Erzählen geht nicht ohne Perspektiven

Wenn etwas erzählt wird, ganz gleich ob es sich um faktuale oder fiktionale Erzählungen handelt, werden bestimmte Momente eines Geschehens ausgewählt, benannt und bewertet.

Diese Vorgänge sind also stets von einer Perspektive geleitet und perspektivieren damit prinzipiell jede erzählte Geschichte. Pointiert gesagt: "Ohne Perspektive gibt es keine Geschichte." (Schmid 2005, S.276)

Perspektive ist nach dieser erzähltheoretischen Auffassung eine Grundeigenschaft, die allem Erzählen zukommt. Perspektive wird dementsprechend "nicht auf eine schon konstituierte Geschichte angewendet (...), sondern auf das ihr zugrunde liegende Geschehen." (ebd., S.125)

Man kann diese Auffassung aus kognitionspsychologischer Sicht teilen, ohne sie zugleich zur Modellbildung für narrative Perspektiven oder Erzählperspektiven zu nutzen. Macht man sie sich allerdings dafür zu eigen, dann können sich davon ausgehend bestimmte Vorstellungen ergeben, wie sie z. B. Wolf Schmid (2005, S.125ff.) in seinem ▪ Modell der Erzählperspektive entwickelt hat.

Kein einheitlicher Begriff der Perspektive bzw. Erzählperspektive

Was unter Perspektive und Erzählperspektive zu verstehen ist, ist in der Literaturwissenschaft bzw. ihrem besonderen Zweig der »Narratologie umstrittener denn je.

Verschiedene Ansätze konkurrieren miteinander und haben inzwischen dazu geführt, dass selbst einschlägige Handbücher Schwierigkeiten haben, die theoretischen Ansätze im Vergleich miteinander so darzustellen, dass das Ganze verständlich bleibt.

Was unter dem Begriff der Erzählperspektive zu verstehen und ob er überhaupt als geeignete Kategorie angesehen wird, hängt also von der jeweiligen Erzähltheorie ab, die fast immer ihre eigene Terminologie entwickelt.

Der Begriff der ▪ Perspektive, wie er in der neueren Erzähltheorie z. B. von Gérard Genette oder ▪  Wolf Schmid verwendet wird, deckt sich jedenfalls nicht mit dem an »Franz K. Stanzels Erzählsituationen orientierten, meist mit seinem ganzen komplexen Konzept synonym verwendeten Begriff der Erzählperspektive.

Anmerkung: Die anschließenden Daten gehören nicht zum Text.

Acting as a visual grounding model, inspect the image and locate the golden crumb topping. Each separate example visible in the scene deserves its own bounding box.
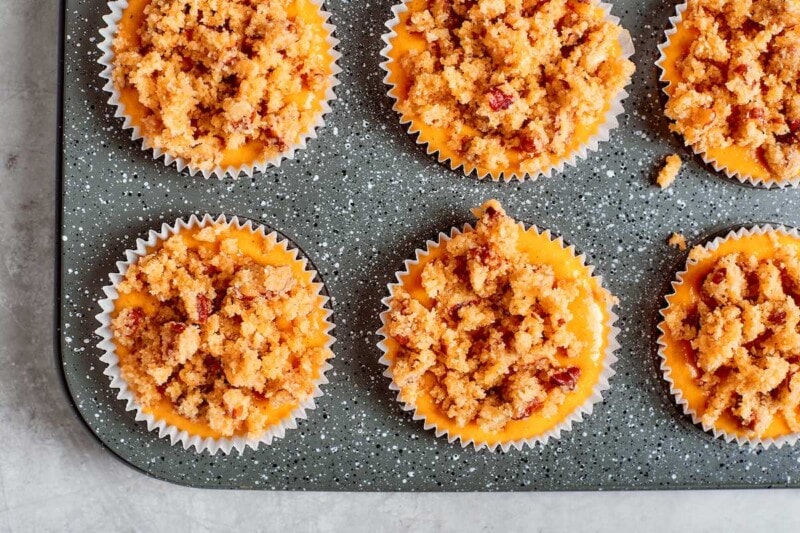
[664,0,800,180]
[391,0,634,175]
[386,200,599,433]
[112,0,332,170]
[657,154,682,189]
[664,243,800,437]
[111,225,330,438]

Und auch Jürgen H. Petersens (1993) Verwendung des Begriffs in seiner ▪ "Kategorientafel" zur Analyse von Erzählsystemen, der auch in synonymer Weise Sichtweise genannt wird, unterscheidet sich wieder davon, indem er den Begriff, soweit er ihn überhaupt verwendet, eigentlich nur auf die ▪ Innen- und Außensicht des Erzählers bei der Darstellung von Figuren anwendet.

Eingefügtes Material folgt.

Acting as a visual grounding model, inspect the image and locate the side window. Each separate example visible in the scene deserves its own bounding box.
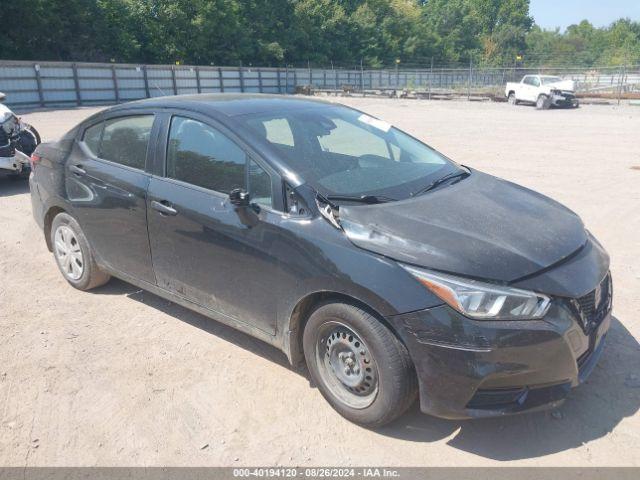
[248,159,272,207]
[100,115,154,169]
[522,76,532,85]
[82,122,103,156]
[167,116,246,193]
[317,118,389,159]
[531,77,541,87]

Diese verschiedenen Ansätze im Einzelnen hier aufzuarbeiten sprengt den Rahmen und macht auch für den Literaturunterricht an der Schule keinen Sinn. Wir beschränken uns daher darauf, Grundzüge der verschiedenen Ansätze darzustellen.

Erzählperspektive und Perspektive

Wenn im schulischen Literaturunterricht von Perspektiven beim Erzählen oder Erzählperspektiven die Rede ist, dann spielen indessen Konzepte der neueren Erzähltheorie häufig keine oder nur eine geringe Rolle.

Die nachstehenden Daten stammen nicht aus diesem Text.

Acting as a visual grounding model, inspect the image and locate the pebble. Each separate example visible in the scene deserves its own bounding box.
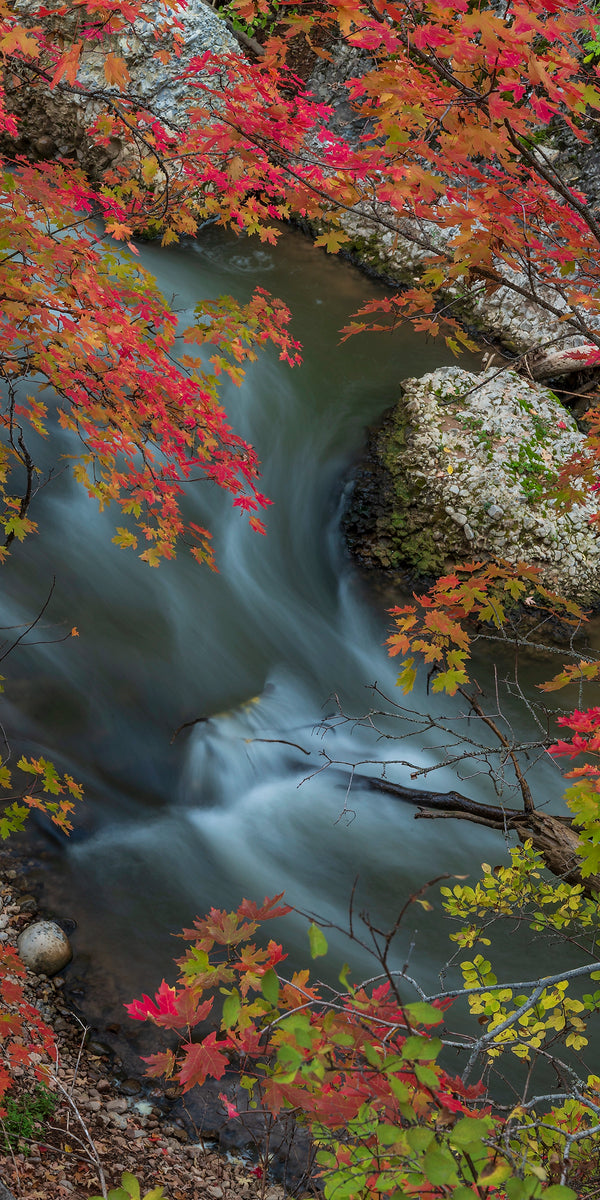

Mag dies zum Teil "auch auf Unkenntnis und Unverständnis" (ISB , Bd.2, 2010, S.385) im Hinblick auf die neuere Erzähltheorie  beruhen, so geht der Ansatz der rein strukturalistisch orientierten Erzähltextanalyse eben auch an den inhaltlichen Fragen und Interessen von Jugendlichen im Umgang mit Literatur vorbei.

Trotz des Anspruchs, eine exakte Begrifflichkeit auch in der Schule zu verwenden, artet die Übernahme der Begrifflichkeit der neueren Erzähltheorie leicht zu einer Begriffshuberei aus, die dem "Bedürfnis Jugendlicher, sich mit Problemen, Fragestellungen, literarischen Gestalten auseinanderzusetzen, sich zu orientieren" (ebd., S.384) in einer nicht wünschenswerten Weise entgegenwirkt.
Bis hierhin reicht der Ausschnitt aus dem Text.